To create a good cologne seems like a really interesting challenge for a perfumer to me. You are working within quite a tight, even restrictive group of notes and essentially re- imagining a scent that was originally formulated three hundred years ago and has been consistently re-arranged ever since by literally hundreds of perfumers- and all the greats. It is the equivalent of singing a standard for a perfumer; you need to find a way of bringing something new and modern to cologne while ensuring it does continue to be a cologne and not an entirely different type of perfume.
The notes for this are (from Penhaligon's website):
Orange, Lemon, Bergamot, Rosemary
Heart (or middle) Notes
Eau de Cologne has no base notes
So you can see this a completely traditional eau De Cologne in the style of all the greats, 4711, Guerlain and so on. I have been trying this on and off since Penhaligon's kindly sent me a vial a month or two ago and I think it's extremely successful.

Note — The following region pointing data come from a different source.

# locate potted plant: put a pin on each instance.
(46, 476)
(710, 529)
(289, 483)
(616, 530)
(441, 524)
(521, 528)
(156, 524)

It's really come into it's own in this very hot weather when I think perfume choices become really difficult- the scent you wear can give you a headache and even make you feel sick if it's too strong in hot weather- and perhaps more worryingly can make the people around you feel ill too- so I like to use something light and refreshing but still interesting and this is all of those.
As you may have gathered I enjoy men's scents as much as women's and quite like wearing a slightly more androgynous scent sometimes. Although colognes have always been made to me and categorised as unisex for me they have always been men's fragrances first in my mind- so I rather love wearing them and challenging some people's ideas (and here I must say it tends to be younger people, mostly women I'm afraid, who seem to expect all of us ladies to smell of flowers, chocolate or a whole cookie mixture bowl full of vanilla all the time).
Obviously for men this scent choice might seem more classic and safe but I think men's fragrances also suffer from often being just too strong and cannot stand when men leave sillage for what seems like weeks in lifts, on staircases and on the tube- it's not cool and it's definitely not good in this weather. This is an elegant choice for a confident man who doesn't need to shout about either his taste or manly credentials because he is perfectly confident with both- and smells great.